Jathedar of the Akal Takht
- In office 1846–1865
- Preceded by: Hanuman Singh
- Succeeded by: Gian Singh Deol

8th Jathedar of Buddha Dal
- In office 1846–1865
- Preceded by: Hanuman Singh
- Succeeded by: Gian Singh Deol

Personal details
- Born: Prahlad Singh
- Died: 1865 Hazur Sahib Nanded, British India
- Parents: Jagat Singh (father); Bishan Kaur (mother);

= Akali Prahlad Singh =

Nihang Sikh (d. 1865)

Akali Prahlad Singh (died 1865) was a Nihang Sikh and 8th Jathedar of Shiromani Panth Akali Budha Dal.

==Life==
He became Jathedar of Budha Dal in 1846 and also became Jathedar of Akal Takht on the same day.

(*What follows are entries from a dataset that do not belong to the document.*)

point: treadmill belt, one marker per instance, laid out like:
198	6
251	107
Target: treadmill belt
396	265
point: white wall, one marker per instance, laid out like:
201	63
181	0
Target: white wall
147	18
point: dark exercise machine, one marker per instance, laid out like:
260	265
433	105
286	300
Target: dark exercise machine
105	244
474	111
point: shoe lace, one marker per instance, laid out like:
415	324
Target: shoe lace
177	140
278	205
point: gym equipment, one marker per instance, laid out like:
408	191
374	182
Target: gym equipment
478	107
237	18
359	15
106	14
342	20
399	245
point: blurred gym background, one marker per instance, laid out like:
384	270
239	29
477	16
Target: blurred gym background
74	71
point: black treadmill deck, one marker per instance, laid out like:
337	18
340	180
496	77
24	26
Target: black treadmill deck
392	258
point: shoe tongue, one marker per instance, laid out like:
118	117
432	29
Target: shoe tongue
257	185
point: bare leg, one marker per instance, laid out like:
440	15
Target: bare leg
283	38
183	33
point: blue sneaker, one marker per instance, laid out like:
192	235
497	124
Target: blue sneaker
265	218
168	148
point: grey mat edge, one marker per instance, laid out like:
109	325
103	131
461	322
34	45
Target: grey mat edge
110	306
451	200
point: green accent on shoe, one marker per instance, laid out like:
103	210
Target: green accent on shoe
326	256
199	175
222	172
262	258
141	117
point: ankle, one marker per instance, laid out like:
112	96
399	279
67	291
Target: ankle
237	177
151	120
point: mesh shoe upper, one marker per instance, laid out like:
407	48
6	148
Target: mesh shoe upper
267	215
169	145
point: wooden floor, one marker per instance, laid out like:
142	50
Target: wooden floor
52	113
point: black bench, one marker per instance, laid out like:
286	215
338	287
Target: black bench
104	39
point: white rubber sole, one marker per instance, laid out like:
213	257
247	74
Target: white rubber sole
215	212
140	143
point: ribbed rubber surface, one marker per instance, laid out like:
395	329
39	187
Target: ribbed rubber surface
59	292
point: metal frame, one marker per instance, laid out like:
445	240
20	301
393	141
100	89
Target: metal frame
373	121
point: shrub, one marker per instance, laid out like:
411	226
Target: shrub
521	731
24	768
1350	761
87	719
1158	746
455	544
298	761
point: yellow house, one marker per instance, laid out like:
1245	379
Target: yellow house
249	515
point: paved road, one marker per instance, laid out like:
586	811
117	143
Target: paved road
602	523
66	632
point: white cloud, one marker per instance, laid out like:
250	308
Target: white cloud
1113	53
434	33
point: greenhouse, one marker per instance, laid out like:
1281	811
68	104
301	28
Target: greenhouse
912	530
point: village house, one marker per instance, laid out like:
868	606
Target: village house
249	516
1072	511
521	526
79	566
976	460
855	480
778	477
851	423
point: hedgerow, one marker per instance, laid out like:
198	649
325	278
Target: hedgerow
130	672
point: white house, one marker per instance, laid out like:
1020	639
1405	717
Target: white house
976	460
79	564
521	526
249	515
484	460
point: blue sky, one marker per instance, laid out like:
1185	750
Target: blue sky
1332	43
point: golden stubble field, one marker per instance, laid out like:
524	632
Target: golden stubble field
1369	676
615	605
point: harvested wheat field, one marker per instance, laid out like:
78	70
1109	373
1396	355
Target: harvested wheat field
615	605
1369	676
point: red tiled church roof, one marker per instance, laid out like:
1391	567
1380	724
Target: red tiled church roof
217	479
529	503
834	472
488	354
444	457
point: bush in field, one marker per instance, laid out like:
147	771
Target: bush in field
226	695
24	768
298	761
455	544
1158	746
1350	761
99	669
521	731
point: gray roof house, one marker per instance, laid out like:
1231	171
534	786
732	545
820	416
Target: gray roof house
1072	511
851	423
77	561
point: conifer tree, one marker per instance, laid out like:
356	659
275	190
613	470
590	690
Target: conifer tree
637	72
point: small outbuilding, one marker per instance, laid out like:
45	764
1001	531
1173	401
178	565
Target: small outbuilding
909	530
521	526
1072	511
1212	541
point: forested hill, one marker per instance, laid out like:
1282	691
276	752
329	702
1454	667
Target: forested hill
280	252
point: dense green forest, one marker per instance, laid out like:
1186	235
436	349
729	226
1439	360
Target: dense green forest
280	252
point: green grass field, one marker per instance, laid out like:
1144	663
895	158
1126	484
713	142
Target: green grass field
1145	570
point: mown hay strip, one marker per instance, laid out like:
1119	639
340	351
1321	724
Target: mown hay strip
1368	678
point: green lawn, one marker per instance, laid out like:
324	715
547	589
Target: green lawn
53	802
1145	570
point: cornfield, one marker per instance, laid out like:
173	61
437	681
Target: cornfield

He fought in the first and second Anglo-Sikh Wars against the British and raided cantonments outside of the area in 1850 alongside Bhai Maharaj Singh.

He was revered by Sikhs, Hindus, and Muslims alike.

When the Nihang Singhs moved out of Punjab after fighting with Patiala State Ruler and the British, they started moving towards Nanded. Ala Singh who was under the Patiala State after a series of battles was a Hazur Sahib Pujari (priest) and attacked Prahlad Singh with a battalion of the Royal Maharaja's Patiala State Armed Forces. Prahlad Singh suffered a mortal wound from a blade into his abdomen but quickly covered it and managed to slaughter his attacker. Prahlad Singh attained martyrdom while fighting with Major Ala Singh of Hazoor Sahib and Ala Singh was also killed in the same battle, although the Nihangs won in the end.